Credit: John Voo | Flickr

Data is being generated in real time at mind-boggling scales, and is becoming easier to analyze in an integrated way. Satellites ply the skies, mapping our planet’s physical environment in real-time; billions of mobile phone records are generated every day; countless data points are recorded through crowdsourcing apps, private and public sector data collection, online intermediaries, and other nodes in global information chains. Increasingly, much of this data is being made open access, discoverable, and “analysis ready.” This includes rich text searches, training data repositories, labeling, geo-referencing, and the proliferation of data catalogues.

Credit: NASA | Unsplash

Reading this, you might be imagining a billion dollar lab in Palo Alto preparing the world’s most advanced marketing campaign. However, arguably some of the greatest value generated by advances in big data, and data science, will come in the form of welfare benefits for people living in poverty.
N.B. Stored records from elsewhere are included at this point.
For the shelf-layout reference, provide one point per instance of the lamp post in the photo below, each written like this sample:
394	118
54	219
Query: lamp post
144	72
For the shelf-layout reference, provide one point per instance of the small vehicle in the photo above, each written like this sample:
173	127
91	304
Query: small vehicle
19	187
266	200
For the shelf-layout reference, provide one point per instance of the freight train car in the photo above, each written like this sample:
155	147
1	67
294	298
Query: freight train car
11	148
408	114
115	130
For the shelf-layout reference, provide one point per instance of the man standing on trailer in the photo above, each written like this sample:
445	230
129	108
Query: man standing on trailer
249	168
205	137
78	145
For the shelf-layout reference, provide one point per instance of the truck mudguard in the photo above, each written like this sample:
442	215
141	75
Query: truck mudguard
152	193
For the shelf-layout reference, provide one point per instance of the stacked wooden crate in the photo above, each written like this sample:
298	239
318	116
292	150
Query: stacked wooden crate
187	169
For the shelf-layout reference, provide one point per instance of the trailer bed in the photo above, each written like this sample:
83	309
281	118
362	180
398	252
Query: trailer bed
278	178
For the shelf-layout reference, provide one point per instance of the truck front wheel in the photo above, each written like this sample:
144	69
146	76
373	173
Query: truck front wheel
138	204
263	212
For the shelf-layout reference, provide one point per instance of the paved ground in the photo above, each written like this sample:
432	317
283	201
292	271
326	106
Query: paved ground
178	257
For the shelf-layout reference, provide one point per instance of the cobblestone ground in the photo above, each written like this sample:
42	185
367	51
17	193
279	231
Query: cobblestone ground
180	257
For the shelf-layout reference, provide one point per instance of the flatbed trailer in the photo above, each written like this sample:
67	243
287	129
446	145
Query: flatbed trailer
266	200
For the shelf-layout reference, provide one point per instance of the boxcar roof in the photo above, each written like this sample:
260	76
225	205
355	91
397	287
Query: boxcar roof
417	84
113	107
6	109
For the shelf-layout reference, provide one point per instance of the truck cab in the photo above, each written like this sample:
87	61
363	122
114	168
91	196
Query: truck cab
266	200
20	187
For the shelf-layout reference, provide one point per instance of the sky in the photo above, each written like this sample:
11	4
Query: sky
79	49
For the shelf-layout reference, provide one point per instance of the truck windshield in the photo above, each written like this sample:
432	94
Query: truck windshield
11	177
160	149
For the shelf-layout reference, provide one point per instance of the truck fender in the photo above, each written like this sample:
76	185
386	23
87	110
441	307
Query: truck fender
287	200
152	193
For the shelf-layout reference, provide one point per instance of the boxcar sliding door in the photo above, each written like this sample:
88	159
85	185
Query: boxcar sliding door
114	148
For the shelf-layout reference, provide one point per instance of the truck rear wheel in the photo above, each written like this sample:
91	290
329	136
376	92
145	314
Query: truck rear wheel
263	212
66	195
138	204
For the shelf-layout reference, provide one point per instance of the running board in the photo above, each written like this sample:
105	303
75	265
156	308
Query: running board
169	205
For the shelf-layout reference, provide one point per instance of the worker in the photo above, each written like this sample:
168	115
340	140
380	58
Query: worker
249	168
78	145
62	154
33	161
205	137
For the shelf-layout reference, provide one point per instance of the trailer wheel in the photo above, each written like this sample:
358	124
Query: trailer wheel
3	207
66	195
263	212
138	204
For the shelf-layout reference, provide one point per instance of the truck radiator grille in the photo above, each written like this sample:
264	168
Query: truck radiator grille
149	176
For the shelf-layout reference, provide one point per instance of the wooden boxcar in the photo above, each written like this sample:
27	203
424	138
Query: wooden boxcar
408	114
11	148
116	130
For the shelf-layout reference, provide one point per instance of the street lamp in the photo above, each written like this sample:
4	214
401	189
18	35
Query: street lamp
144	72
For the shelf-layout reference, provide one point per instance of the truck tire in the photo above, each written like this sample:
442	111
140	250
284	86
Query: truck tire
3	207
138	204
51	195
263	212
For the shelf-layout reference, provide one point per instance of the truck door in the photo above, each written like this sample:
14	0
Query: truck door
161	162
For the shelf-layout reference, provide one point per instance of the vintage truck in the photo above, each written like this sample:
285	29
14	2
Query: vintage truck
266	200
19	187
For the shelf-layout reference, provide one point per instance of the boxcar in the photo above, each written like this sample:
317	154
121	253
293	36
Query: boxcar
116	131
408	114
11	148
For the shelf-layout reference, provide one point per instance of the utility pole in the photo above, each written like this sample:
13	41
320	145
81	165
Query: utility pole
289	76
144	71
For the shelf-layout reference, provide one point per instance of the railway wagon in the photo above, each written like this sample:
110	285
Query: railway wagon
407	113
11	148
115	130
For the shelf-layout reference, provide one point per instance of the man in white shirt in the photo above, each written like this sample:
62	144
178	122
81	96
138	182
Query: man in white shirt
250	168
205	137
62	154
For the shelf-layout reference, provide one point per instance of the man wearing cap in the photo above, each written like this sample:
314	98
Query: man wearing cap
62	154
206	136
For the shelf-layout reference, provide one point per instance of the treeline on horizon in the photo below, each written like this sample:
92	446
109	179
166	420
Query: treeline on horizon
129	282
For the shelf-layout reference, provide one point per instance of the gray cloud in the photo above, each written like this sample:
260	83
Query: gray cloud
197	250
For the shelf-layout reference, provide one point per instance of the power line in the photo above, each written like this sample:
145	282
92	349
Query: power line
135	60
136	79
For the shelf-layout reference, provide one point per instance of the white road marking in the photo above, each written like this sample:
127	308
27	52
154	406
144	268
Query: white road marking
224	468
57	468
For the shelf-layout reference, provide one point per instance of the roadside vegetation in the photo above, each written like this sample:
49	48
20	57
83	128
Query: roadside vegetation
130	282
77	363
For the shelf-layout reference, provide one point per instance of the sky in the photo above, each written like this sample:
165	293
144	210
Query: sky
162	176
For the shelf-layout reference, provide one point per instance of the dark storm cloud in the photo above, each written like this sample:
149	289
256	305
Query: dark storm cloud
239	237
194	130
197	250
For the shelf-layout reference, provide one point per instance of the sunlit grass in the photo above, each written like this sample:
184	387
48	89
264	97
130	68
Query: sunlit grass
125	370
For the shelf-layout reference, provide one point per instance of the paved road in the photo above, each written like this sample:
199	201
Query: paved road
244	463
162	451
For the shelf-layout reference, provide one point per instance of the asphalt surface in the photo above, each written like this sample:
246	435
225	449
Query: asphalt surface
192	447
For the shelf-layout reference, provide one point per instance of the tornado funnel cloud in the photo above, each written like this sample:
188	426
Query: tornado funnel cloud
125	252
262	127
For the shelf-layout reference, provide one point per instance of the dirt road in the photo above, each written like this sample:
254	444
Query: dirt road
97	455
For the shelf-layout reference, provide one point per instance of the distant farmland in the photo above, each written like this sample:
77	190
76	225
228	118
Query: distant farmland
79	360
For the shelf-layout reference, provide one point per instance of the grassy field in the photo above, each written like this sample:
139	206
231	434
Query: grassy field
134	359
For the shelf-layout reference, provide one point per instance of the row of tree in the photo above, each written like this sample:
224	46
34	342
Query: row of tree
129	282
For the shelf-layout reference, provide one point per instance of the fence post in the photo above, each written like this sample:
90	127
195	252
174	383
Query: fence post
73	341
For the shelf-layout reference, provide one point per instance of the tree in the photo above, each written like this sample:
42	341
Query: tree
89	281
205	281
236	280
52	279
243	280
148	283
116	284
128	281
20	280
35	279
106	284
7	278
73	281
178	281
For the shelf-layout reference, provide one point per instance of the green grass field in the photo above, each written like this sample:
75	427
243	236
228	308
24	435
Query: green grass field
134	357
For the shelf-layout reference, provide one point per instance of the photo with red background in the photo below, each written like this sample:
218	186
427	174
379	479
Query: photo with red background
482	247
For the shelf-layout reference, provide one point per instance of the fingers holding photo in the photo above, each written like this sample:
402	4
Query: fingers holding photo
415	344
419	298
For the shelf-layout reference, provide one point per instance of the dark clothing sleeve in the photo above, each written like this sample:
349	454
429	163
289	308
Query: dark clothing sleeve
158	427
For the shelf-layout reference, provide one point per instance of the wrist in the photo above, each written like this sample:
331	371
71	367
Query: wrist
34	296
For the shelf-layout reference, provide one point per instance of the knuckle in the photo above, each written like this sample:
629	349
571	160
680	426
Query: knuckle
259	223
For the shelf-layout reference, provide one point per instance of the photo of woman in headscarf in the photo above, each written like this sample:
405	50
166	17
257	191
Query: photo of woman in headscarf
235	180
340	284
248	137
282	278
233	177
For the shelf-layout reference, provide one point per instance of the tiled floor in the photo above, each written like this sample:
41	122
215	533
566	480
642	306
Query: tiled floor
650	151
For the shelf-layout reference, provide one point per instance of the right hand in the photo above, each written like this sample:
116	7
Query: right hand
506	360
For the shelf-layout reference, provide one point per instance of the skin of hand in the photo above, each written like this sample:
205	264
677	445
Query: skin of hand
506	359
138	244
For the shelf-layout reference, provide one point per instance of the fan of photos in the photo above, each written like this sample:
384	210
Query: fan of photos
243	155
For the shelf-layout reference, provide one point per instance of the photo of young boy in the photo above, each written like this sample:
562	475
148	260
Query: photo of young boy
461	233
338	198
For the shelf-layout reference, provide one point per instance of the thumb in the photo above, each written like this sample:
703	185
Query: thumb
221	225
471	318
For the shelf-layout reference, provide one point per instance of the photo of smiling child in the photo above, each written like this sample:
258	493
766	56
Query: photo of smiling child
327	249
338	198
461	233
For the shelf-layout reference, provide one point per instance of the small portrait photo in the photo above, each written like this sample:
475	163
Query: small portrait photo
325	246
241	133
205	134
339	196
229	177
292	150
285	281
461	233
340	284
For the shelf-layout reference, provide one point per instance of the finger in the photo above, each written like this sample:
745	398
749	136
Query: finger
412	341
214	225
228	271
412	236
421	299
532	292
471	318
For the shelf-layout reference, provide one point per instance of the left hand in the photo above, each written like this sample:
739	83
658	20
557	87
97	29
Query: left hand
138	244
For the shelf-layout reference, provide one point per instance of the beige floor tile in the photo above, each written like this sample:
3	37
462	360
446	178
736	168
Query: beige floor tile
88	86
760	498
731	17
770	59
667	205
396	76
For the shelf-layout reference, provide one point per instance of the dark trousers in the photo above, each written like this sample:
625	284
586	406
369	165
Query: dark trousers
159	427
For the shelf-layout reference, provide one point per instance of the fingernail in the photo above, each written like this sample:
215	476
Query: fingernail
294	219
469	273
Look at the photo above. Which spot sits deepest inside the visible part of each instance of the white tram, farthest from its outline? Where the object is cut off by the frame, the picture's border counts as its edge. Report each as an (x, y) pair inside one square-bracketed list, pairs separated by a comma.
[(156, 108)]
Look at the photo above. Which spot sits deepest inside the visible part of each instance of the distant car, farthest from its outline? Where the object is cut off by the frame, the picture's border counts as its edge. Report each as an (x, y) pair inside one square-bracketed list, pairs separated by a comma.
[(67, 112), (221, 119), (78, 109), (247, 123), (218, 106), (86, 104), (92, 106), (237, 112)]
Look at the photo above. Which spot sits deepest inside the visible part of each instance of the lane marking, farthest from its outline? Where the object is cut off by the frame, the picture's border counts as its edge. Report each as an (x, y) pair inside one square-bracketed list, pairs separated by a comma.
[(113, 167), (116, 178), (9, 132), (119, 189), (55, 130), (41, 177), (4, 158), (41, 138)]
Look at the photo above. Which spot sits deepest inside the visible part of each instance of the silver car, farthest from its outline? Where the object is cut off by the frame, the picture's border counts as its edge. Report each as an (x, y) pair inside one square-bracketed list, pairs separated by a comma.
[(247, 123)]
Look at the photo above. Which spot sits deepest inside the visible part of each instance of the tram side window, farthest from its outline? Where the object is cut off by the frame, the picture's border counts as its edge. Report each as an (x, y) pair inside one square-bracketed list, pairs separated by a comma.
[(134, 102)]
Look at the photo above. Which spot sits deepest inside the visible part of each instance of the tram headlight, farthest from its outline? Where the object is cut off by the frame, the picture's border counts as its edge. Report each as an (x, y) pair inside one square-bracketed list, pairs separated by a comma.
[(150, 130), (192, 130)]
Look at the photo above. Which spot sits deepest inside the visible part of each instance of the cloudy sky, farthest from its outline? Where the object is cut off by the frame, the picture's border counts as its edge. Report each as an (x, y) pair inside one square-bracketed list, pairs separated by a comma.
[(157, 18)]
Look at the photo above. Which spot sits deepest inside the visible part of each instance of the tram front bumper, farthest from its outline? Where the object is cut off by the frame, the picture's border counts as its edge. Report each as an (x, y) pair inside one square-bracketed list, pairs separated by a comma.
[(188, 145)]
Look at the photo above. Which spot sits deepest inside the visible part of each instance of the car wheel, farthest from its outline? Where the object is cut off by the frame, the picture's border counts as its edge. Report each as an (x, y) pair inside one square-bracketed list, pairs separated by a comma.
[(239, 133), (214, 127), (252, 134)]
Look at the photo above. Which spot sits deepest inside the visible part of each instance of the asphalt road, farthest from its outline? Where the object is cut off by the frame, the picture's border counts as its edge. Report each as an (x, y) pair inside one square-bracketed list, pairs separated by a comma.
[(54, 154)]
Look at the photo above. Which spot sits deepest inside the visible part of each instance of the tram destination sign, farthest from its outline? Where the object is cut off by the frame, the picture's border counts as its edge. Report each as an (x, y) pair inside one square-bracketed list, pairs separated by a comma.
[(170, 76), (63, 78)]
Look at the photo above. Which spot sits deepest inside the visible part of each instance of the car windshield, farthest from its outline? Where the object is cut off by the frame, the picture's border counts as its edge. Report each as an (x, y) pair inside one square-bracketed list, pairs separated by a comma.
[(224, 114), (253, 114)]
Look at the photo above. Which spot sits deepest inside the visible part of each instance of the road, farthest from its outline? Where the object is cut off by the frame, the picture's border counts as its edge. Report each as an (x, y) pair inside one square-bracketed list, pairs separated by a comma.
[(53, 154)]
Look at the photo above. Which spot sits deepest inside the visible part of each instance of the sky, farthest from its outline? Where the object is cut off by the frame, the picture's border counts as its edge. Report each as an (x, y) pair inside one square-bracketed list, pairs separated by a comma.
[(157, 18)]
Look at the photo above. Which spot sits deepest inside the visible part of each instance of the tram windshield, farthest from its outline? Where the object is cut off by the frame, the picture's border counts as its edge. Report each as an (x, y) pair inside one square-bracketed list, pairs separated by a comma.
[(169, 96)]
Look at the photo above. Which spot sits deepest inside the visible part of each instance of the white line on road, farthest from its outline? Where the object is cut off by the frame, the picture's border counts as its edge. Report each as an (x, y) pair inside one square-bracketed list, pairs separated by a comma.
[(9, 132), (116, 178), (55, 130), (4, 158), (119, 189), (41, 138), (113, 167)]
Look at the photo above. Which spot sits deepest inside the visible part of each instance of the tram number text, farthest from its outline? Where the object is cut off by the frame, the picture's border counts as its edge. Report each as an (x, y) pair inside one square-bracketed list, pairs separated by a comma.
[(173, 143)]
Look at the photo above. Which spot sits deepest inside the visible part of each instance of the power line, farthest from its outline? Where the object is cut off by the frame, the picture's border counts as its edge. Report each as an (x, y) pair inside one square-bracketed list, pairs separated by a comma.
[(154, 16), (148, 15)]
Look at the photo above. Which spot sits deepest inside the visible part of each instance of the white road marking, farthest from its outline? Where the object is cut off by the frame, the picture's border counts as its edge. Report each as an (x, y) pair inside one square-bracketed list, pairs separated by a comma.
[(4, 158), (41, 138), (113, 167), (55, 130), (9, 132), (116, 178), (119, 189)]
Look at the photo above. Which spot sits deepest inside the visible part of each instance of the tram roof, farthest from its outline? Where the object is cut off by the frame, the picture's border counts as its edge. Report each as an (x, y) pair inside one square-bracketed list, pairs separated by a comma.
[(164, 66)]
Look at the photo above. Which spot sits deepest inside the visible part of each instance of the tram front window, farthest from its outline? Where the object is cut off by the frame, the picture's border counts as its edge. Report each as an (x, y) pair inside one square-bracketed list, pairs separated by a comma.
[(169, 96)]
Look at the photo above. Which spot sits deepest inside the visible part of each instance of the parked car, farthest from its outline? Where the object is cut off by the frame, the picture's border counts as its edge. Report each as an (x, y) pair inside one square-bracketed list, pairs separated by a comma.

In low- and middle-income countries (LMICs), where traditional data (like household survey data) is often expensive, difficult or even dangerous to collect, the use of data from non-traditional sources (including satellites, mobile phones, and sensor networks) has the potential to drive far more reliable and timely insights for researchers and decision-makers at a fraction of the cost.

Many of these advances in big data and predictive data science methods are making their way into the mainstream of social science research. These developments are rapidly increasing the scale at which your average researcher can study phenomena that previously remained invisible in many LMICs.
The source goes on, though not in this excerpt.